Langkah ini diambil sebagai respons langsung terhadap jadwal cuti bersama yang menyertai perayaan Hari Raya Idulfitri tahun ini. Tenggat waktu pelaporan yang krusial dikhawatirkan bertabrakan dengan momen libur panjang masyarakat.

Direktur Jenderal Pajak Kementerian Keuangan, Bimo Wijayanto, secara resmi mengonfirmasi bahwa opsi perpanjangan masa pelaporan sedang dikaji secara mendalam. Hal ini menunjukkan perhatian pemerintah terhadap kenyamanan wajib pajak.

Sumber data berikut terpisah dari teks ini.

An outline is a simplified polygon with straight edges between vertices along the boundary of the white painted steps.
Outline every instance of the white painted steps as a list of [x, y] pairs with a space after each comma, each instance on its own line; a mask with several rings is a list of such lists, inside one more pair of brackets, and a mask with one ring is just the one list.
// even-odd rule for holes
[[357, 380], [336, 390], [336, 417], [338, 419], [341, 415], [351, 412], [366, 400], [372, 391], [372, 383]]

"Dirjen Pajak Bimo Wijayanto membuka opsi perpanjangan masa pelaporan SPT Tahunan bagi wajib pajak orang pribadi," demikian informasi yang disampaikan mengenai perkembangan kebijakan ini.

Pertimbangan utama di balik wacana perpanjangan ini adalah adanya ketidaksesuaian antara batas akhir pelaporan reguler dengan periode libur keagamaan yang telah ditetapkan pemerintah. Ini adalah upaya mitigasi administratif.

Kebijakan perpanjangan ini secara spesifik ditujukan bagi kategori wajib pajak orang pribadi yang memiliki kewajiban melapor menjelang periode libur panjang tersebut. Sektor lain mungkin tetap mengikuti jadwal standar.

Informasi lebih rinci mengenai implementasi dan periode perpanjangan yang ditawarkan akan disampaikan seiring dengan finalisasi kajian internal oleh Kementerian Keuangan. Wajib pajak diminta memantau pengumuman resmi.

Detail lengkap mengenai fleksibilitas yang disiapkan oleh DJP ini akan diulas lebih mendalam dalam program Squawk Box CNBC Indonesia pada hari Rabu, 11 Maret 2026 mendatang. Para pemangku kepentingan diharapkan bersiap.

Disclaimer: Artikel ini ditulis ulang secara otomatis oleh AI berdasarkan sumber Referensi: Cnbcindonesia. Kami menggunakan teknologi AI untuk menyajikan informasi ini kembali.